Communication Clue: Clenched Fist
Does your baby seem ready to rumble? "Most newborns hold their hands in this position at rest," says Dr. Brown. Your infant isn't able to do much more yet, because finger and hand movement requires a more developed nervous system and more complex brain function. Babies usually start to open up their hands by 8 weeks and begin reaching and grabbing by 3 to 4 months. But clenched fists may sometimes be a sign of stress or even hunger, says S. Michelle Long, a certified baby nurse in New York City. "I find that when babies are very hungry they tense up all over."
If your child's tendency to clench his fists persists after 3 months, check with his doctor.
Communication Clue: Scrunched-Up Knees
No, your kid is not doing an ab workout. "This position is usually a sign of abdominal discomfort, either from having gas, passing a bowel movement, or being constipated," says Dr. Nelson. Not to give TMI, but your baby is most likely doing exactly what you do behind the closed door of the bathroom.
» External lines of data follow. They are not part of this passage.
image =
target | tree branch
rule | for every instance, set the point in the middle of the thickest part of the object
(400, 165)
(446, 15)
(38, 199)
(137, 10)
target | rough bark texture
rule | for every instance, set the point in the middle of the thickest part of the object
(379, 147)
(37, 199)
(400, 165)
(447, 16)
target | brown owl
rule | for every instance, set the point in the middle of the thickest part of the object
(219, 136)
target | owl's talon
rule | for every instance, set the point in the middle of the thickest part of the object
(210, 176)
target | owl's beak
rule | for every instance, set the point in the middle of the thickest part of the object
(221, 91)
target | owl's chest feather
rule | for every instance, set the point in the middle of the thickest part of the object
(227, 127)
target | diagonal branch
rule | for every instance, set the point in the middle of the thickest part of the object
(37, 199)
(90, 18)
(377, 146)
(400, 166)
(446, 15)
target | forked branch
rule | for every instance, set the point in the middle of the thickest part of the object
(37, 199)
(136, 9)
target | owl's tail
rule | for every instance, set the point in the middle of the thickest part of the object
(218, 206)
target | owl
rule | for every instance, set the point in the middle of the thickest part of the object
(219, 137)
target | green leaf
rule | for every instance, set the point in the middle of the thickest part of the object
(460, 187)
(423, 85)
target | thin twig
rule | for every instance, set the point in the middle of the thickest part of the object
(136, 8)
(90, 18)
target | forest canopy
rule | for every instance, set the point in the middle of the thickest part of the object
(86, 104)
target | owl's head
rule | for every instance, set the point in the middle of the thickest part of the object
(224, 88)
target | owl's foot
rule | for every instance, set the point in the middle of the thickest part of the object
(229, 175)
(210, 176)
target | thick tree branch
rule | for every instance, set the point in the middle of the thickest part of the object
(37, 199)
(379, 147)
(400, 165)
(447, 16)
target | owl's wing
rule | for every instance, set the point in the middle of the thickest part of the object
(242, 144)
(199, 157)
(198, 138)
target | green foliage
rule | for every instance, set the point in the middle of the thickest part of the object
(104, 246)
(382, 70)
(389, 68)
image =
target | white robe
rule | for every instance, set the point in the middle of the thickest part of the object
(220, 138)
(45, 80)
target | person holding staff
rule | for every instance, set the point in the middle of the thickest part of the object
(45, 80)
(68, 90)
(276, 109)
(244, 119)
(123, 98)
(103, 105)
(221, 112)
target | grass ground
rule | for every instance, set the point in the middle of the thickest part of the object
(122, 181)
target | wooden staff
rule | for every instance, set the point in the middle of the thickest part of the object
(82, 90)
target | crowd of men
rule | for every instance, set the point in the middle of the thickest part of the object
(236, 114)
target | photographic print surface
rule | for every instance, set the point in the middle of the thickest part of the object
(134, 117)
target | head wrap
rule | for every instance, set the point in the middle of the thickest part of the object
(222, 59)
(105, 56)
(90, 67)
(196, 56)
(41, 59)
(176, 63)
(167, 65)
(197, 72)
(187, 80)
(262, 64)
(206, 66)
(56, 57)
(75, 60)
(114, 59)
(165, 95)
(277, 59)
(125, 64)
Try to ease the ouch. If gas seems to be the issue, make sure you burp your baby throughout a feeding. If you're breastfeeding, check your own diet for common gas culprits such as broccoli or beans. If you think constipation is a problem (which can occur when babies transition from breast milk to formula or when they start solids around 6 months), check with your pediatrician. She might suggest giving your baby 2 to 4 ounces of water per day or having her drink a bit of prune juice diluted with water.
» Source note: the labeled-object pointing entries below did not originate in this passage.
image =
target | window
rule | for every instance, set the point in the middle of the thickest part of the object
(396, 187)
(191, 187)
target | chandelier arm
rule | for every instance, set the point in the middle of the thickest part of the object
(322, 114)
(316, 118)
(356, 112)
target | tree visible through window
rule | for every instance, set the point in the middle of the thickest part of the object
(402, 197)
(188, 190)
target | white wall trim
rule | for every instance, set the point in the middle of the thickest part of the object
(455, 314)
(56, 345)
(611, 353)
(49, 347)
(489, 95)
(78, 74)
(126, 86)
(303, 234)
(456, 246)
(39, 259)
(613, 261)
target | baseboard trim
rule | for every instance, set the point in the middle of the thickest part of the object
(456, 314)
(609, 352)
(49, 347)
Communication Clue: Arm Jerks
Here's the scene: My drowsy-yet-still-awake little one is perfectly primed for naptime. As I lower her gently into the crib, her arms flail out to the sides, startling her so she's wide-eyed -- and wide awake. Grrrr. "This is a typical reflex for newborns," says Dr. McCarthy. In fact, it even has a scientific name: the Moro reflex, which causes an infant to suddenly throw his arms out to the sides and then quickly bring them back toward the middle of the body whenever he has been startled by a noise, bright light, or sudden movement.
This reflex, which usually disappears after 3 or 4 months, is often a response to a sudden loss of support, often when an infant feels like he's falling, says Dr. Nelson. It's normal, but you can avoid the startle-to-wake reflex by swaddling him for naps and bedtime.